Narrazioni difficilmente sopportabili. La presidente Giorgia Meloni ha dichiarato di voler combattere la speculazione sui prezzi del gas, dell’elettricità e della benzina. Il suo ministro Pichetto Fratin si è spinto distinguere fra “speculazione buona” e “speculazione cattiva”.

In realtà Meloni dovrebbe specificare meglio cosa intende per “colpire la speculazione” al di là dell’ipotesi di una ennesima minaccia, mai attuata, di tassazione sugli extra profitti.

Il prezzo del gas, che costituisce circa il 40-45%, del peso della bolletta si determina in un indice che ha sede immateriale ad Amsterdam, di proprietà di una società americana – ICE – i cui principali azionisti sono i grandi gestori del risparmio, BlackRock, Vanguard e State Street, che sono anche i principali operatori di quell’indice perché rappresentano, con le loro derivazioni, circa i 2/3 dei 500 operatori presenti.

In tale indice il prezzo del gas viene determinato non in base all’offerta e alla domanda reale di gas, ma in base alle scommesse speculative (buone, cattive? questo lo sa solo l’ineffabile Pichetto Fratin) mosse dalle “aspettative” senza reale legame con la produzione di gas.

Se le aspettative, come in questo momento, prevedono un rialzo, le scommesse puntano sul rialzo e il prezzo sale velocemente (oggi siamo già vicini ai 60 euro megawattora conto i 29 di pochi giorni fa). Per essere ancora più chiari questi aumenti dipendono per il 50% dall’effetto delle scommesse dei grandi fondi e della finanza delle Big Three, e arrivano direttamente sulle bollette o alla pompa.

Ma la speculazione – buona, cattiva? – non si ferma qui perché possono giocare un ruolo nelle tariffe gli effetti delle azioni di società a partecipazione pubblica, come Eni, Enel, Italgas e Snam, che magari hanno comprato prima dell’impennata speculativa e rivendono con il prezzo speculato: lo Stato in itali realtà ha una percentuale vicina al 30%, ma buona parte del 70% restante è in mano agli stessi grandi fondi, a cominciare dalle Big Three, che certamente non sono disponibili a riduzioni di prezzo e alla rinuncia agli extraprofitti.

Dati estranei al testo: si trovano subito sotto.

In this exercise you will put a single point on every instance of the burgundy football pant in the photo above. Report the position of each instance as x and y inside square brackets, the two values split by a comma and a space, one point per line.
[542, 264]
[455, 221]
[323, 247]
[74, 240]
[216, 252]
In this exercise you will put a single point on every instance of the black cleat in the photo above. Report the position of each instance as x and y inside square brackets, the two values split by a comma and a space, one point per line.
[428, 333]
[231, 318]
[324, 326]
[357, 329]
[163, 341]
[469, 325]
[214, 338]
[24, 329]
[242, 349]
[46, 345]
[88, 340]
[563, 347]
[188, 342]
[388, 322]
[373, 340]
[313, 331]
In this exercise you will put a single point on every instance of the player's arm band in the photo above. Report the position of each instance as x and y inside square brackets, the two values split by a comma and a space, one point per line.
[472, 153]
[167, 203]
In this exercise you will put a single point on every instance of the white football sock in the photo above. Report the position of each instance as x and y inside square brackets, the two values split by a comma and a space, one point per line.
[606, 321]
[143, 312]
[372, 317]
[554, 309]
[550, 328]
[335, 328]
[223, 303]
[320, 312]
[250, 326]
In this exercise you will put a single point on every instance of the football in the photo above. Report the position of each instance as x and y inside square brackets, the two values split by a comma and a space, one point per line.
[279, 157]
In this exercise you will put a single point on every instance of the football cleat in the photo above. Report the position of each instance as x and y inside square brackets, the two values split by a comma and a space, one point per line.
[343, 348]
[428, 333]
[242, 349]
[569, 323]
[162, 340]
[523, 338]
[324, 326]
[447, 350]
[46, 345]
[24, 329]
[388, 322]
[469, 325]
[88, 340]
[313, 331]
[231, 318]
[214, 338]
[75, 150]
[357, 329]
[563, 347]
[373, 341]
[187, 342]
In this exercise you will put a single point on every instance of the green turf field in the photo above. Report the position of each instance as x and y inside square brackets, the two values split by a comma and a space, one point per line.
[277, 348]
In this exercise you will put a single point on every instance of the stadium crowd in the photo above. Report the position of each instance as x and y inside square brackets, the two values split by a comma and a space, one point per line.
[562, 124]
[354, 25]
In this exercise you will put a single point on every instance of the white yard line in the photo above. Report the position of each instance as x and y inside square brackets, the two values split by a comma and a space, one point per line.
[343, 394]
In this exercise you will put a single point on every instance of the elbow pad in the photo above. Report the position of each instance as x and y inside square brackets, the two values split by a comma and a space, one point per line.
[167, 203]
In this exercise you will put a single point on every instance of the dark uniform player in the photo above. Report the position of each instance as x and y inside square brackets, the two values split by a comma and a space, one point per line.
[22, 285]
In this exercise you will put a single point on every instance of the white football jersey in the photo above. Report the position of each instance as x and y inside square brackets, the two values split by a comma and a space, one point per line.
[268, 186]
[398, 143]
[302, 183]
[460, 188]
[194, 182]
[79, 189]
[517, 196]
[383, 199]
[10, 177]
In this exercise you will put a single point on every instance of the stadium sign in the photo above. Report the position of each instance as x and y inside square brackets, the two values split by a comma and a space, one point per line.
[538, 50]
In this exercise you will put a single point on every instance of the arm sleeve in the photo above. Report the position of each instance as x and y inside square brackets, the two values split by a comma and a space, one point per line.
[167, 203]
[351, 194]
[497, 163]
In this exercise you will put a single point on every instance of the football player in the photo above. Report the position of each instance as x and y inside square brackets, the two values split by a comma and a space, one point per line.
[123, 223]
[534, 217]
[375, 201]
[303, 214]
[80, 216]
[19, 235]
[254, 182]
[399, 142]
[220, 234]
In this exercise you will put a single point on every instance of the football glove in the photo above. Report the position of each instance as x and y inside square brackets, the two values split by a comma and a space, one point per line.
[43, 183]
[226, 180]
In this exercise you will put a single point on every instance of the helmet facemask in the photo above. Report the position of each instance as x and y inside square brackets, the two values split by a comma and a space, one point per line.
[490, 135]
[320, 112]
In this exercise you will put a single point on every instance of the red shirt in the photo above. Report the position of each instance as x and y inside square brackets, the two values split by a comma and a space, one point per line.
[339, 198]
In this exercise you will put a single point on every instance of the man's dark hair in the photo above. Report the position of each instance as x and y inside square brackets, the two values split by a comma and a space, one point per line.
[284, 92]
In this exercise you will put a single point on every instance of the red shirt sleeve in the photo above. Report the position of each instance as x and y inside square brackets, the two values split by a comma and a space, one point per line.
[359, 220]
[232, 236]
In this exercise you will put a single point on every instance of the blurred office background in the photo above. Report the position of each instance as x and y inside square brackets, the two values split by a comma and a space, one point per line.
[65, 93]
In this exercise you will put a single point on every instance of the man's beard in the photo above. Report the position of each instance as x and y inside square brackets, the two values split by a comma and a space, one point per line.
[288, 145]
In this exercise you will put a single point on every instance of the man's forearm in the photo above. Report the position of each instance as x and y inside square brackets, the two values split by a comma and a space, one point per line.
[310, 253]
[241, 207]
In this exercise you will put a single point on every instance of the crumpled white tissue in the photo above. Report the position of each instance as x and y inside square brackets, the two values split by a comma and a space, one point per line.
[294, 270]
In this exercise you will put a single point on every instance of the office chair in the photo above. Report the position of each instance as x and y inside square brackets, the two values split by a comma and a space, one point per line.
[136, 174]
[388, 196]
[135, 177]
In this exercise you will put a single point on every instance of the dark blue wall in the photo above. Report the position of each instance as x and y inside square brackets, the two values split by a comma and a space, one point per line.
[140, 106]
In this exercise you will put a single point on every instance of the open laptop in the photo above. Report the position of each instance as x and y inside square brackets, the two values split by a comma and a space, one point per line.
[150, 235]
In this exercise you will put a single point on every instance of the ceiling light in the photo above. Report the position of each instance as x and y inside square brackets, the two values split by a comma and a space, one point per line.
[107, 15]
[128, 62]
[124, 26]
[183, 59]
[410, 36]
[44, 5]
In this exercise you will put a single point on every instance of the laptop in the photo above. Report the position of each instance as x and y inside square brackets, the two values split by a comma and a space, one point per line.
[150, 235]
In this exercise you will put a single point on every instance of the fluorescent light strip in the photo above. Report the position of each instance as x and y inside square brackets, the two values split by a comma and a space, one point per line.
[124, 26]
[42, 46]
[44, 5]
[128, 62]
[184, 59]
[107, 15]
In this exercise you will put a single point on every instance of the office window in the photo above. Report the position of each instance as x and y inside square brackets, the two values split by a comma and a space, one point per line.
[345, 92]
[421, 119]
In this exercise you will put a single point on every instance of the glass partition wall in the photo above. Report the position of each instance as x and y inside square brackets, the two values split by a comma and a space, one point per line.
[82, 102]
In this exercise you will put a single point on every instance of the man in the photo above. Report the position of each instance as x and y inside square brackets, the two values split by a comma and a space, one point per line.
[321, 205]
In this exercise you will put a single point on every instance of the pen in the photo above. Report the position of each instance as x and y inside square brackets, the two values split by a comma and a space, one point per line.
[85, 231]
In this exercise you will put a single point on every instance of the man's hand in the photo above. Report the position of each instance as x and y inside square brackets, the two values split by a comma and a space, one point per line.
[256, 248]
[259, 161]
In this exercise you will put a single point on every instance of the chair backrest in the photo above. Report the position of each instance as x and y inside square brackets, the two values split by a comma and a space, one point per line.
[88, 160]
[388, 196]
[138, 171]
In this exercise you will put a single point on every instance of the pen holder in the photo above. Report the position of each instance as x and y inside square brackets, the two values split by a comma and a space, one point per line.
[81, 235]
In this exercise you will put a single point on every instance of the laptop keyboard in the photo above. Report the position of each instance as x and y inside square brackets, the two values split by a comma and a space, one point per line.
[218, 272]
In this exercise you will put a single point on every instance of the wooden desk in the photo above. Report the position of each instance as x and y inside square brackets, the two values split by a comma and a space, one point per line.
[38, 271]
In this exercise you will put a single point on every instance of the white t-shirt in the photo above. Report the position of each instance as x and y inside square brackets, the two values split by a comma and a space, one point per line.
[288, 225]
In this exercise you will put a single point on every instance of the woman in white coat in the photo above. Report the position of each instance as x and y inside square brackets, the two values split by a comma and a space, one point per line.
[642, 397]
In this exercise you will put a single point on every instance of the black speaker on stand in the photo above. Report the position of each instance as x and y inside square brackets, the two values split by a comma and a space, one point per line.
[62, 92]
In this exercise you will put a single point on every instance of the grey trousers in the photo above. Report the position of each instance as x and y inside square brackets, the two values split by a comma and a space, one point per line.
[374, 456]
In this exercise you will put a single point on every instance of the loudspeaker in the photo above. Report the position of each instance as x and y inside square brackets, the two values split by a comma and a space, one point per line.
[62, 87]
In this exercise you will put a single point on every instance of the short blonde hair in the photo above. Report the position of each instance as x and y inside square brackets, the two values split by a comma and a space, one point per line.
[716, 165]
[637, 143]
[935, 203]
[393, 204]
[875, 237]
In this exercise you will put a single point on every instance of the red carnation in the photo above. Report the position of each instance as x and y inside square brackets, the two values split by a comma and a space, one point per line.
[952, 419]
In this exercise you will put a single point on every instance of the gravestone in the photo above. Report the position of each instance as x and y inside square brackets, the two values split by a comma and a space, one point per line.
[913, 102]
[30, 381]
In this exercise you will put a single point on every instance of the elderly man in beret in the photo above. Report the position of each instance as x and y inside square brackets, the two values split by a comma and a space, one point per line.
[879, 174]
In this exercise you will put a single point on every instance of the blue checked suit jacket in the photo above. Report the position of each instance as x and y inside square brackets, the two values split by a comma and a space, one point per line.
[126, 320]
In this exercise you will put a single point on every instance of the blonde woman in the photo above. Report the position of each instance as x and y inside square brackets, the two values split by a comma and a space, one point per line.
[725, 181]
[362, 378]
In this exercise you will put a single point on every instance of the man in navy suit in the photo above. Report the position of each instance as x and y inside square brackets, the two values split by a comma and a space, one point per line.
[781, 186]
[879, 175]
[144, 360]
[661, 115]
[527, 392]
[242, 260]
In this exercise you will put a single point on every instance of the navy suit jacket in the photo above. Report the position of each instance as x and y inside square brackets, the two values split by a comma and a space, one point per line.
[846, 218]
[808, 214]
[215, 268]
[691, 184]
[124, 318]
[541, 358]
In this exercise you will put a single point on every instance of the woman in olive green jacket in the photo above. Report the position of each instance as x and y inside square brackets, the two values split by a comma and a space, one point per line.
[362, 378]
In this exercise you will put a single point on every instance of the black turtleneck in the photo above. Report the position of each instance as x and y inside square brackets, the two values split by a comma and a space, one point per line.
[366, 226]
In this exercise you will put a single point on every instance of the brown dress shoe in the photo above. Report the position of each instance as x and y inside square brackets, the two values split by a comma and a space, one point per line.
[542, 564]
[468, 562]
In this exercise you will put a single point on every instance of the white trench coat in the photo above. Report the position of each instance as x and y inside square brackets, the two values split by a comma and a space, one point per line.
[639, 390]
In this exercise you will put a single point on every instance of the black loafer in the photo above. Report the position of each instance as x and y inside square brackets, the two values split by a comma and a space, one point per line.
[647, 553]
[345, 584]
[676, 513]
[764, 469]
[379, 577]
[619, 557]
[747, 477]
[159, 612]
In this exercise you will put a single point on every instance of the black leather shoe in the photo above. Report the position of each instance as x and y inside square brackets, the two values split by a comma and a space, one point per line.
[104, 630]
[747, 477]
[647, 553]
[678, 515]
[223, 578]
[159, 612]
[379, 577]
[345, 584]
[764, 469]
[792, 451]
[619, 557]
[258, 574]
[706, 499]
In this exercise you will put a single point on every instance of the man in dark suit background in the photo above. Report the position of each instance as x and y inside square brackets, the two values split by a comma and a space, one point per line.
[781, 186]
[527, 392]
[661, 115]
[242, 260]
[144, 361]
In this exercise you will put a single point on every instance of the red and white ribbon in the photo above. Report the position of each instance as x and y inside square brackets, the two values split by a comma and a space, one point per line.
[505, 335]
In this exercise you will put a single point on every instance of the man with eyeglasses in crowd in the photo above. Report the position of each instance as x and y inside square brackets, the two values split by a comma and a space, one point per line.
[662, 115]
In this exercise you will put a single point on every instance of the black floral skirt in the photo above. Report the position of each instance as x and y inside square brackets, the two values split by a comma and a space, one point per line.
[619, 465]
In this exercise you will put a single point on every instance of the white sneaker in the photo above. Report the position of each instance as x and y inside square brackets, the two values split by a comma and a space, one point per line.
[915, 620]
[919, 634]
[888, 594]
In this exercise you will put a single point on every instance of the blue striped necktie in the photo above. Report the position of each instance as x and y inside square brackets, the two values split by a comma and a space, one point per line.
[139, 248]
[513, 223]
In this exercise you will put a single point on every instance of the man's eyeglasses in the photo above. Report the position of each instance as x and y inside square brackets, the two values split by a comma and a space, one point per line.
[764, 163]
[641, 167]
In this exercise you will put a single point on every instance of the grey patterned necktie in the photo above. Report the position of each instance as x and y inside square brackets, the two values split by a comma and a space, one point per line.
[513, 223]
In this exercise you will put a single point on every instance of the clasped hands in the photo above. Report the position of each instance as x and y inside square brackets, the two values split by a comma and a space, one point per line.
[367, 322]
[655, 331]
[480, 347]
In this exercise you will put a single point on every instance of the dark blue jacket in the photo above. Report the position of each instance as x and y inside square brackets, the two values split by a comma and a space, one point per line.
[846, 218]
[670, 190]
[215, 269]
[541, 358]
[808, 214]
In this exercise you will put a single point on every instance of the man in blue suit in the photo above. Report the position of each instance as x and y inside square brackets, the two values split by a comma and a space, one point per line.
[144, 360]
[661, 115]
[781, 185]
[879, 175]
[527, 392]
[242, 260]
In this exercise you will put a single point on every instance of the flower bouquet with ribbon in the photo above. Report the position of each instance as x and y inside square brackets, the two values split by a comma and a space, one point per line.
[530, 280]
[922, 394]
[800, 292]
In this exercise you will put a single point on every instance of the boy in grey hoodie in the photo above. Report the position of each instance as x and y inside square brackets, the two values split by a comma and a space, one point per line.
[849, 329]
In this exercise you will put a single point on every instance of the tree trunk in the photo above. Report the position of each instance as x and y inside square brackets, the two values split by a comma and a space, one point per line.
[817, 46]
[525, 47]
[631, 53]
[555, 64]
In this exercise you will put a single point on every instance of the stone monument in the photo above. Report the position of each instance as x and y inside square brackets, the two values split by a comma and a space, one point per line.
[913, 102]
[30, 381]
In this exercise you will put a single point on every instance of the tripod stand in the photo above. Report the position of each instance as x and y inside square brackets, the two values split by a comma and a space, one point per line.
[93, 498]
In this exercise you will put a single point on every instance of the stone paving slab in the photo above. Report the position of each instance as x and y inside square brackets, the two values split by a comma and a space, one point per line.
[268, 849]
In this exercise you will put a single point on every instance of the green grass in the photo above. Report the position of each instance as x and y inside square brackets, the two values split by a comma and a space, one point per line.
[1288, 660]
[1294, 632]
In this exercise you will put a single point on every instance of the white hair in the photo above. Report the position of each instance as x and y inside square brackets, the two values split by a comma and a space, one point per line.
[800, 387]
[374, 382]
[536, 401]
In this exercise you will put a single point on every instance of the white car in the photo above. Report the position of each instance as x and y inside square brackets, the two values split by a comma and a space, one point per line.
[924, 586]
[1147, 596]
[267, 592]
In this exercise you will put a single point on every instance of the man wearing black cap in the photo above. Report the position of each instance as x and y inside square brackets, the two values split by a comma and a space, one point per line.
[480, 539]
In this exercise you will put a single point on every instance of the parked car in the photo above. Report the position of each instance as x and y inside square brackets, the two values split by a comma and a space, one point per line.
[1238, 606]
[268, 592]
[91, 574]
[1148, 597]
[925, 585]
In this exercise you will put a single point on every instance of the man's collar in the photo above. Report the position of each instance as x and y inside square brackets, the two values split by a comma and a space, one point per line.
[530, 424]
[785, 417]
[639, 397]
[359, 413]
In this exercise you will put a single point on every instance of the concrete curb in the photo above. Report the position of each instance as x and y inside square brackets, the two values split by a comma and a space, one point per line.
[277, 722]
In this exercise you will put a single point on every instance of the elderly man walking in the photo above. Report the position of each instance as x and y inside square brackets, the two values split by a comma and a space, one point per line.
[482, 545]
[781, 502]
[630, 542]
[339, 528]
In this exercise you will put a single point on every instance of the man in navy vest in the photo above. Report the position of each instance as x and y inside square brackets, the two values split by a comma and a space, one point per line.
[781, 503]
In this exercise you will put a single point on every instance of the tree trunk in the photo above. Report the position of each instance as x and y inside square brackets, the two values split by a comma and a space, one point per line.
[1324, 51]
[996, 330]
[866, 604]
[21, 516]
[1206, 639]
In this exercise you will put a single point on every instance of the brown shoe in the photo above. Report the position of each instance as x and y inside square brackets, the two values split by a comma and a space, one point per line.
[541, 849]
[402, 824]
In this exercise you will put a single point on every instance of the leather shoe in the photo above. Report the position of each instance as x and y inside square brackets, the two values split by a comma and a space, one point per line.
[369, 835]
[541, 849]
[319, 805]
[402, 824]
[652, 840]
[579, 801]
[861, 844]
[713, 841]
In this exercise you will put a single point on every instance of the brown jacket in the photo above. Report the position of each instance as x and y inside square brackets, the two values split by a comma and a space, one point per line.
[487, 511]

In più, occorre ricordare che una parte delle tariffe è definita dalle multi-utility dove sono presenti i Comuni ma dove hanno un ruolo decisivo, in particolare in quelle quotate in Borsa, gli stessi grandi gestori Usa onnipresenti.

Infine, non bisogna trascurare che il 30% del costo delle tariffe proviene da oneri fiscali, Iva e accise. Dunque, il governo per battere la speculazione dovrebbe trovare un altro strumento di definizione dei prezzi che non sia l’indice olandese, che oggi resta decisivo anche per il “Punto di Scambio virtuale”, creato per cercare un’autonomia dall’indice olandese.

Dovrebbe insomma provare a ri-nazionalizzare la filiera dell’energia, dove realmente si decide la possibilità di calmierare le tariffe rinunciando ai profitti stellari e dovrebbe ridurre Iva e accise, che peraltro sono imposte indirette e colpiscono duramente i redditi più bassi.

Se non si fa questo si devono mettere soldi nei “decreti bollette” che rischiano di essere sempre insufficienti e sono un modo per pagare i profitti di speculatori e distributori.

A proposito di speculazioni, io penso che quelle buone non esistano mai e in particolare quelle su beni fondamentali come l’energia.

P.S. Certo la totale subordinazione agli Stati Uniti, che hanno scatenato la guerra dell’energia per la propria sopravvivenza imperiale e che impoverisce di nuovo la popolazione italiana, non mi pare molto ragionevole. Non posso, in questo, non citare il fantastico Matteo Renzi che, di fronte all’alternativa Khamenei/Trump, sostiene di “non avere dubbi e di stare con Trump“.

Ecco la storia è un po’ più complessa e questo modo di “interpretarla” non è molto dissimile da quello di Giorgia Meloni.